Nathan Labenz: (2:19:43) He so, Jan, like I said that someone, I guess, an individual person broke through all 8 levels, but not yet with a universal jailbreak. So 1 person broke all 8, but not
Nicholas Carlini: (2:19:55) Okay. That's the same Okay. Great. Okay. Yeah. That's good to know. Yeah. No. And so I think right. So what this tells you for Lisa's defense is, you know, it it can be broken at the very least even right now using the, you know, for for any individual component. And, if what you were guarding was national secrets, this is probably not good enough. But in order to prevent In security, we have the concept of a script kitty, which is just someone who's not very intelligent and just copies scripts from someone else that they put online and just uses this to go cause havoc. And they're not going to able to develop anything new themselves, but they sort of have the tools in front of them and they can run them. And you could be worried about this in language models where someone just like has access to the forum that just like has the jailbreak that like will jailbreak any model. They copy and paste that and then they go and do whatever harm they want. This would not be very good and we should prevent against this. Partial progress is always helpful even if you haven't solved the problem completely. But the point to remember that this is the problem we're setting out to solve, which is only a subset of the entire problem. We're not gonna declare victory once we've succeeded here and we're not gonna put all of our effort into solving this 1 subset of the problem. We're try and solve everything at the same time too, but partial progress is still progress.
Nathan Labenz: (2:21:08) 1 thing you said there that I thought was really interesting and maybe you can just expand on a bit is really wanting to know. I feel like so much of human performance in these domains kinda comes down to, did you really want to know or not? Any reflections on the importance of really wanting to know?

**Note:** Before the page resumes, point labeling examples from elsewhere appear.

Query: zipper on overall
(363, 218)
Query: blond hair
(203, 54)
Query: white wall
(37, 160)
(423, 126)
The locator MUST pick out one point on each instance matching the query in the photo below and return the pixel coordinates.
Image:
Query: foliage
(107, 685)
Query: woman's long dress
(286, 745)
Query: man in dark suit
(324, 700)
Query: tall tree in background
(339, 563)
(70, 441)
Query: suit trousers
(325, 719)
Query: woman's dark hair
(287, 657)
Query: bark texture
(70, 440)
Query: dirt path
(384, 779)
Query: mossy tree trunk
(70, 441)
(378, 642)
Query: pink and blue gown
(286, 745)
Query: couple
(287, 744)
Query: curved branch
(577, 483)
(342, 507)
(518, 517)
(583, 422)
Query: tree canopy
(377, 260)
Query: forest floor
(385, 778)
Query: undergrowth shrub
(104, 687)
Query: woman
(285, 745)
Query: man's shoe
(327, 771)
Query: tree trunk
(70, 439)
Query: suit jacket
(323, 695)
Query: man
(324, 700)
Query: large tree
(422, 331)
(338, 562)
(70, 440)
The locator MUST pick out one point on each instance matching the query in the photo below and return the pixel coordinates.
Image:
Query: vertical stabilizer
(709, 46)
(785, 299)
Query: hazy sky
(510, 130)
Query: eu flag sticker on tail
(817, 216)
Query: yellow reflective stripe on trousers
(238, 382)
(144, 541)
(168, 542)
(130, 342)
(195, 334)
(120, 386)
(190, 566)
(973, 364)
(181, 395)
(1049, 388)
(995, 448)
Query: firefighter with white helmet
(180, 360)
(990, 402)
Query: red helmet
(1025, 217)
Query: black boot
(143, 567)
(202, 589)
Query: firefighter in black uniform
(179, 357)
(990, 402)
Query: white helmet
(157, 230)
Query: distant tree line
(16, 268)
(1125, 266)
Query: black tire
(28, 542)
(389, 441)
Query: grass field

Nicholas Carlini: (2:21:28) Yeah. I mean, it's like, okay. So some people say, you know, why is it so easy for someone to attack a defense after it's been published than it's than the person who initially built it? And I think, like, maybe half of the answer is because it's very hard after you've spent 6 months building something that you really want to work to actually change your frame of mind and be like, now I really want to break it. Because like, what do you get if you break it? Like you get like not a paper because like no 1 accepts a paper that is like, here's an idea I had, by the way, doesn't People really want to believe in their ideas and they feel really strong that their ideas are the right ideas. That's why they worked on the paper. They spent 6 months on this asking that same person to then like, okay, now completely change your frame of mind. Imagine this is some other thing that really you need to want to break this. It's a hard thing to do. And I think part of this is beneficial to why you have lots of people to do these security analysis of things, because you want to know the answer. I feel like this is a thing that people in security have had to deal with for a very long time. And this is why companies have red teams and these kinds of things, because they understand that there is a different set of skills for security and there is a different set of incentives. And so it's valuable for splitting these things up. It might be hard for 1 person to do this, but an organization can at least put inside the right principles that can make this be possible sometimes if it's done correctly. It seems like for the most part, for most companies who are doing this kind of work, they actually do want to know the answer. I've talked with most of the people in most of these places and for the most part, the security people, they're trying their best like, to add like, get these things as good as possible. And, like, they're trying to set these things up in the right way because they actually don't know the answer and they want to figure it out.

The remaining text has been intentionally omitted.